Certains ont besoin de marcher des kilomètres au grand air et de se perdre dans la contemplation du ciel…
D’autres de boire des litres de thé ou de s’enfermer dans leur bureau…..
Pour ma part, c’est très souvent dans ma cuisine que je réfléchis le mieux.
Ce soir-là, en battant des oeufs, j’ai l’esprit en vadrouille. Par je ne sais quel mécanisme neuro-obscur, il fait converger mes préoccupations diététiques post-gueuletons et mes envies photographiques du moment. Les balais du robot s’agitent, les blancs coagulent, enflent, les idées montent… Je me rends compte que si mon assiette et mon estomac saturés réclament du dégraissé, mon oeil et mon objectif, dans la même veine, aspirent à d’avantage de légèreté, comme pour se purifier du trop de tout de fin d’année. Trop de couleurs, de textures, de paillettes, de clinquant…

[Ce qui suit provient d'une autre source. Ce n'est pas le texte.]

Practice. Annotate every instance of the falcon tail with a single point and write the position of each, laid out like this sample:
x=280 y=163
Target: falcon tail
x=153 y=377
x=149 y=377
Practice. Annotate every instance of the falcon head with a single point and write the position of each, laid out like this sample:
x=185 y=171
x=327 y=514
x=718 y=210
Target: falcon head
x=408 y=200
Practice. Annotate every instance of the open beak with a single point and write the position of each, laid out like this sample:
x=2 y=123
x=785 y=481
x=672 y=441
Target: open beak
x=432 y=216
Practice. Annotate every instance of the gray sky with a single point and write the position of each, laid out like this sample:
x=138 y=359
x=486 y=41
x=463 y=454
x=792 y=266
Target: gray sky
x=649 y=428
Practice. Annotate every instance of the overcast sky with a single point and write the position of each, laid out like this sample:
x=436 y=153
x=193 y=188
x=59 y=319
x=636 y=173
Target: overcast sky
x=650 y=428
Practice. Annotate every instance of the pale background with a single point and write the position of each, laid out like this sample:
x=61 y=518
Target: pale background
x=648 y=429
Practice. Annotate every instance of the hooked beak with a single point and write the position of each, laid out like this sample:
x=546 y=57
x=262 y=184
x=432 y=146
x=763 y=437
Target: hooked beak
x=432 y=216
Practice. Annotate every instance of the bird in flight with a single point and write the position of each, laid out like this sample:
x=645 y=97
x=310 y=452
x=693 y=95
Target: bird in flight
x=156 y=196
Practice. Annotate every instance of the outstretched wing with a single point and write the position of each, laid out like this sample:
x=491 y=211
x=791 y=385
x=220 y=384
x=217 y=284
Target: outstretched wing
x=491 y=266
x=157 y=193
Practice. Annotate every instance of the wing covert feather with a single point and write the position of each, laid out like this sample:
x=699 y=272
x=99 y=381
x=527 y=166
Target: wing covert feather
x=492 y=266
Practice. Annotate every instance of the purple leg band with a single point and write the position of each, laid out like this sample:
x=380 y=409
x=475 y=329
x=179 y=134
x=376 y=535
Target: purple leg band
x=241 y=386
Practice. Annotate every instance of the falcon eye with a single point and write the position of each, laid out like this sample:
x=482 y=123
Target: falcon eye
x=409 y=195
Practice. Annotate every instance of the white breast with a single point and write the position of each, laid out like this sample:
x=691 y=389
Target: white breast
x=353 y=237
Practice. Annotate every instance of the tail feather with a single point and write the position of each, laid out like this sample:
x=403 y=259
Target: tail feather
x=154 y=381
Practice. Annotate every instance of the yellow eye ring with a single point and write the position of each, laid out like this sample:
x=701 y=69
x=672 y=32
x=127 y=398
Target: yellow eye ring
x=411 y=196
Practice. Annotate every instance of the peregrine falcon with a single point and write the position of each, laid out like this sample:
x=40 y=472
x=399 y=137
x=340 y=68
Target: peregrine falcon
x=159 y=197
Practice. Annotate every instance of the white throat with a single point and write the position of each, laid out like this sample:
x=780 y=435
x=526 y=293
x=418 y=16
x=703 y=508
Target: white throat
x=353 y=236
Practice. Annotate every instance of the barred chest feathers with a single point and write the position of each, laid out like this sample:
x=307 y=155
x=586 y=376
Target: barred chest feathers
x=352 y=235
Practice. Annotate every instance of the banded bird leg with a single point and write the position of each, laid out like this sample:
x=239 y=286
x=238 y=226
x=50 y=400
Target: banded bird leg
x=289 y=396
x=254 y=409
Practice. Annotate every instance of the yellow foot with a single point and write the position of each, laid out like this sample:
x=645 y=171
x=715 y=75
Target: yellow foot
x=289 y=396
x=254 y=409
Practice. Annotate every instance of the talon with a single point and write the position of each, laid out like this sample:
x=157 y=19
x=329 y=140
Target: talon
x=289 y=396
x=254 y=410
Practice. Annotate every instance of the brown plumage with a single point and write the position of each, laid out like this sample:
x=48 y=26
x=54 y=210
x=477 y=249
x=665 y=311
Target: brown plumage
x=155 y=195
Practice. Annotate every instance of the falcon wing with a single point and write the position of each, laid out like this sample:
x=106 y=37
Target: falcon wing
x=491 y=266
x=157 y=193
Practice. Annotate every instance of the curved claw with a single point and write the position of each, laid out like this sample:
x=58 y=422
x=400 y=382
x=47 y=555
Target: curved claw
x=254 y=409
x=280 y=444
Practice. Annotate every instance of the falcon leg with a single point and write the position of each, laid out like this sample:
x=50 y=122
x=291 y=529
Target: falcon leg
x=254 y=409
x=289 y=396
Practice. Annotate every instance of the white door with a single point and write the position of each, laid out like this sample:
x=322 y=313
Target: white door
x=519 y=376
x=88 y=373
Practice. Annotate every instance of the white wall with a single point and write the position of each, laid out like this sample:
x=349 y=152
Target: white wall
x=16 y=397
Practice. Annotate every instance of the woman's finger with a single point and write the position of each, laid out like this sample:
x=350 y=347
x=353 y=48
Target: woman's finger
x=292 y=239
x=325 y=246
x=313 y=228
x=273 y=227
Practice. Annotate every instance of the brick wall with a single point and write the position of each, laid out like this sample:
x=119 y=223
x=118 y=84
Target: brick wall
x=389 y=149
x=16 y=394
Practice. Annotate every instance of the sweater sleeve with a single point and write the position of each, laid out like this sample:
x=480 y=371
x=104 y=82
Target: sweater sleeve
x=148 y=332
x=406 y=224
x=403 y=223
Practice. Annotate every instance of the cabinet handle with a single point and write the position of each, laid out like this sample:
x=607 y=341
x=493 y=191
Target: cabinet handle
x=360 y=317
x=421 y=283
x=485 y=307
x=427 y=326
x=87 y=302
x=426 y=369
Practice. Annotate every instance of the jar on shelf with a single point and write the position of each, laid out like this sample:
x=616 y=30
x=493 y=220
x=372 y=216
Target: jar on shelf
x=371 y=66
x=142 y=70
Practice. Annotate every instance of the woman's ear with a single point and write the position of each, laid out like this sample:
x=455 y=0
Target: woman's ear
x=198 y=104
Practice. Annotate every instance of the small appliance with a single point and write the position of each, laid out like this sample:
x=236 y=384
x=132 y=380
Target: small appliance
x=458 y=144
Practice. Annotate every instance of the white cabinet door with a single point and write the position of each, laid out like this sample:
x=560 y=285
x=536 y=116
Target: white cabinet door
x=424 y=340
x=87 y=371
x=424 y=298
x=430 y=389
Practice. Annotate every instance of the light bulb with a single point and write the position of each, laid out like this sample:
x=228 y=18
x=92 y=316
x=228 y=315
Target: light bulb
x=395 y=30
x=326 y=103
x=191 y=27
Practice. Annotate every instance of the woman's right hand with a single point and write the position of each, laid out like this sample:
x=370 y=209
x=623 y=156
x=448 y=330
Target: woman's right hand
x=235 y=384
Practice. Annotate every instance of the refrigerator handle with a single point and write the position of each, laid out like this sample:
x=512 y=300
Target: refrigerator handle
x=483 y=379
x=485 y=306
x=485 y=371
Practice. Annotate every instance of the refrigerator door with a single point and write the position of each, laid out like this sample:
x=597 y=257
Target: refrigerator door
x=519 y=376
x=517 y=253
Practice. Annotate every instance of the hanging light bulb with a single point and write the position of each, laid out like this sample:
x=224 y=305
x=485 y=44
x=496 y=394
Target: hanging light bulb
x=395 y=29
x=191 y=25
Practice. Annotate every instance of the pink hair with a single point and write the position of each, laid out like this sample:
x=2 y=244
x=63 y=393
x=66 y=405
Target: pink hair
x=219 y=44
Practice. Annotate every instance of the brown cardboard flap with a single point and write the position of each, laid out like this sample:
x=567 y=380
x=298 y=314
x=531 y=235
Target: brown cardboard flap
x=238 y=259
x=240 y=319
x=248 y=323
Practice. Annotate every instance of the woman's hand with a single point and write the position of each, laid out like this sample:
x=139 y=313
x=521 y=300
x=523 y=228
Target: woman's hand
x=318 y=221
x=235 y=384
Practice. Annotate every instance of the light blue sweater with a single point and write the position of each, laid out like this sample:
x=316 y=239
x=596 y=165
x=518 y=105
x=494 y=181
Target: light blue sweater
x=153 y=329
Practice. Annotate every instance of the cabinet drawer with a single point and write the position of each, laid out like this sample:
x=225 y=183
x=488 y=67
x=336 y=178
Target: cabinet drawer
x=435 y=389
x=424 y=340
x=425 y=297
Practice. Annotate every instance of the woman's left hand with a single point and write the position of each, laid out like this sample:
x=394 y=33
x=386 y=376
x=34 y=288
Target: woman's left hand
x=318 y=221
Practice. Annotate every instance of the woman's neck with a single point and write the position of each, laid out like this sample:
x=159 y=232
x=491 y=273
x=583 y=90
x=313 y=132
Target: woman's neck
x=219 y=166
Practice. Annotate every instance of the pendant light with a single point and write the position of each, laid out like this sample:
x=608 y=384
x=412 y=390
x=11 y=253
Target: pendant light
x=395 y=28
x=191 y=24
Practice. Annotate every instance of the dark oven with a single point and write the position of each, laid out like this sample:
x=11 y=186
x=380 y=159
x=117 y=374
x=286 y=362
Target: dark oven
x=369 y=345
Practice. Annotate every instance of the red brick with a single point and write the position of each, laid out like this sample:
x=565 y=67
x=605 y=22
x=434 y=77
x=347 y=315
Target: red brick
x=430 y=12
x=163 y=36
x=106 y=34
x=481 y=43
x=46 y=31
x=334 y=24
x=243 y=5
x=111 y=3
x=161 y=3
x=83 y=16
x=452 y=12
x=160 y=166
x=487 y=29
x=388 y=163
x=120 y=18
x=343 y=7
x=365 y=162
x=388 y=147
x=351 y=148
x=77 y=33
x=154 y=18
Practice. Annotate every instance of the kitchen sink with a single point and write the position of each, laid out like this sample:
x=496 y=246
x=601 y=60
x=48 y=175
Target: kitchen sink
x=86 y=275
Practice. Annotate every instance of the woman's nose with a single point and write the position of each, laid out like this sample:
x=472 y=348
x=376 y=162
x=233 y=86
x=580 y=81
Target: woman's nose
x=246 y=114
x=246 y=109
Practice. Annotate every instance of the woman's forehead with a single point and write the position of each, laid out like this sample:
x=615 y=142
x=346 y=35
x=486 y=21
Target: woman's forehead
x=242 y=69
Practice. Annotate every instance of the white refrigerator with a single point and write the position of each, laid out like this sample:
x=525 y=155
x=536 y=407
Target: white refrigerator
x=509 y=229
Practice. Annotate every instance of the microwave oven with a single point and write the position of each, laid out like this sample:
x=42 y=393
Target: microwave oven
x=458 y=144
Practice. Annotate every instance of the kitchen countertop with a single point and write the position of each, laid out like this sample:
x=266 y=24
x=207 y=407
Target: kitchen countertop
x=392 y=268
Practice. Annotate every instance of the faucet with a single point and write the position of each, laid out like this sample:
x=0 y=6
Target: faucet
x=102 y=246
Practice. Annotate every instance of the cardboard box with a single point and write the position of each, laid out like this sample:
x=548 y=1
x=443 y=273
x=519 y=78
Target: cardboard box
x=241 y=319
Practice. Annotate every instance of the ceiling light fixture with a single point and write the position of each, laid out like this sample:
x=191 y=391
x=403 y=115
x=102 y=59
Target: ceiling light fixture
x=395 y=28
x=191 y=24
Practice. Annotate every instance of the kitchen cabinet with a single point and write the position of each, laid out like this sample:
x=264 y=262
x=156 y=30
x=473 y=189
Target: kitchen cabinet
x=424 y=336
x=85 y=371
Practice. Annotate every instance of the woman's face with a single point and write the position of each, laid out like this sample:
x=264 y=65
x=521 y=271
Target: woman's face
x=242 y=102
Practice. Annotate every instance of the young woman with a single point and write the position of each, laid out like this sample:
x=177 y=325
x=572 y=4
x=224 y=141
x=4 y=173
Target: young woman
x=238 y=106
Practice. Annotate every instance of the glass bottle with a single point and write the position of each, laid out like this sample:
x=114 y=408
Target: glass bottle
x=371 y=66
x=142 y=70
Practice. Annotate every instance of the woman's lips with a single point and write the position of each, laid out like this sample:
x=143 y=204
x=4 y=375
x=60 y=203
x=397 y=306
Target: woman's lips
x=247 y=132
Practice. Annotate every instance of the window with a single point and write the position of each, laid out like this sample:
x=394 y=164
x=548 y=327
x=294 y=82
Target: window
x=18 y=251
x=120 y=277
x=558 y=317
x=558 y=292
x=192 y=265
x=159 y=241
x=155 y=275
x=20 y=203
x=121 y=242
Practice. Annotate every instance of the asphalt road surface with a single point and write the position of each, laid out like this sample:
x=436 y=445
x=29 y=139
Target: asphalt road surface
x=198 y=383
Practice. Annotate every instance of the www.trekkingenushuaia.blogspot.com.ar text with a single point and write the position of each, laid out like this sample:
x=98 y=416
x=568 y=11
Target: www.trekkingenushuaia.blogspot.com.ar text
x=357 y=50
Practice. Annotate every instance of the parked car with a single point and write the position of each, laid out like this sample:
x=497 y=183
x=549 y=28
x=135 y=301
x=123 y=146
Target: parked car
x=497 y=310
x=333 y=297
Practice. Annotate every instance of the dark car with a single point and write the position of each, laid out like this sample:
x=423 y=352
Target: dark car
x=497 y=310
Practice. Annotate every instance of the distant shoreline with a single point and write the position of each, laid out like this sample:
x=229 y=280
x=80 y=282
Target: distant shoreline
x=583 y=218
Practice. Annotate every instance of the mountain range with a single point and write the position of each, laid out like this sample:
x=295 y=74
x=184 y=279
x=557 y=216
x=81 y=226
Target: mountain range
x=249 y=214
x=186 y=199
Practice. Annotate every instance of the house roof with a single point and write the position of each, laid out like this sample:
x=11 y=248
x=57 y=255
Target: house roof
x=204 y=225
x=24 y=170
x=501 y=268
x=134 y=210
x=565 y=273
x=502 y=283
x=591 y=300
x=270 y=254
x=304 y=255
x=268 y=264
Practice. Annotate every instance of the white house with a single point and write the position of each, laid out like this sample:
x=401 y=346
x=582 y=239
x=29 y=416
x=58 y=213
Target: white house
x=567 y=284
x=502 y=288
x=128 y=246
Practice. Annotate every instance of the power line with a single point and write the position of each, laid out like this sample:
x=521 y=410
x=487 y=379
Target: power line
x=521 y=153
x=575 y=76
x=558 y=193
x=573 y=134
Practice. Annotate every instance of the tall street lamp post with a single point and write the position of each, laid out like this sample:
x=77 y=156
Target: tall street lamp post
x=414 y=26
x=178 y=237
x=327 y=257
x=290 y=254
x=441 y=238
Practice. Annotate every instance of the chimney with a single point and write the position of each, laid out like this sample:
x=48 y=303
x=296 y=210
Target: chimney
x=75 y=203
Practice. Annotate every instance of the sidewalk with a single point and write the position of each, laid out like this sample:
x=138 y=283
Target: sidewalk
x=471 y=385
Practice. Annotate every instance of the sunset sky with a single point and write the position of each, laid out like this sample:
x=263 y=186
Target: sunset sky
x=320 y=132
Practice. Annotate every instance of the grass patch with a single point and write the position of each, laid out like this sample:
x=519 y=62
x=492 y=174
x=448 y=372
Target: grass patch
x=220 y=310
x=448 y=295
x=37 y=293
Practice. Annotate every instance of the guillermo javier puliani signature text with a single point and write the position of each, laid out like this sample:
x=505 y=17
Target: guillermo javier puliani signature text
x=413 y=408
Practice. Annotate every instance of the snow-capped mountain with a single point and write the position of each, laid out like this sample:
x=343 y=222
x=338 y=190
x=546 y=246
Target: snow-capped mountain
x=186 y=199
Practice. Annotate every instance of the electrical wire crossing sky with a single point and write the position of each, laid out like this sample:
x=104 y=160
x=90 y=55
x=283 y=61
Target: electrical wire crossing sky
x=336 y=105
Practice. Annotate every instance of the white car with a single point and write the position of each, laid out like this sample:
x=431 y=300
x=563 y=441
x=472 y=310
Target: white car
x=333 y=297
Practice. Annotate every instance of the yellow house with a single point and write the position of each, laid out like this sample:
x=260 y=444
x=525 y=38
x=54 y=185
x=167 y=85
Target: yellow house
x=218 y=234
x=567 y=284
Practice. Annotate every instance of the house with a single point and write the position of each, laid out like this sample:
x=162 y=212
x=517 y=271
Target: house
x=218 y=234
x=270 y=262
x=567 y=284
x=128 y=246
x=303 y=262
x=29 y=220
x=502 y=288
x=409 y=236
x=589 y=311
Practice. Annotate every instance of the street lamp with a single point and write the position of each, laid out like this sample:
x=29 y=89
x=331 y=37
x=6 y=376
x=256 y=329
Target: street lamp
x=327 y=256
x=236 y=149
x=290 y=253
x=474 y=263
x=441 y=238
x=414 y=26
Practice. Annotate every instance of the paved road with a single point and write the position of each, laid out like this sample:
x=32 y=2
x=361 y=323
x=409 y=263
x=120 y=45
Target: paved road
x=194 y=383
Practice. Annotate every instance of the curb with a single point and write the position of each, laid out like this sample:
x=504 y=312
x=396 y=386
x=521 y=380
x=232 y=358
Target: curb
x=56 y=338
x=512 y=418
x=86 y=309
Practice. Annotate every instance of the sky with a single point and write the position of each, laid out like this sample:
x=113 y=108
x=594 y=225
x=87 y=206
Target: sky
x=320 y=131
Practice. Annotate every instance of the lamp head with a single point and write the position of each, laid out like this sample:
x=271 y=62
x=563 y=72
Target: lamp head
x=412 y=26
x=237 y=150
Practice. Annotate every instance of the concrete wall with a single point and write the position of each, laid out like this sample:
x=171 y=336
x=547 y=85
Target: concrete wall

Et plus je contemple cette mousse d’albumine aérienne gonfler dans son récipient, plus je sais que j’ai envie de laisser le blanc envahir mes images, ronger leur substance pour les débarrasser de leur manteau lipidique et que seule demeure leur substantifique moelle. Je veux qu’on leur voie les côtes, que leur colonne vertébrale se révèle dans toute leur graphique essence. En réaction à la surcharge, la cure, l’épure, l’ascèse presque.
Après plus d’un an de tâtonnements photo tous azimuts, je me rend compte qu’il me faut essayer de donner à mes images, à certaines d’entre elles à tout le moins, une orientation plus personnelle et cohérente. Blanc en neige procède de cette intention. J’ai commencé cette série « en noir graphique et blanc cramé » pendant mes vacances de Noël et entends bien l’enrichir au gré de la saison hivernale . Avec pour prochain objectif d’introduire des personnages (ou des animaux) dans mes photos…
Alors dites-moi, que pensez-vous de mon soufflé nouvelle cuisine?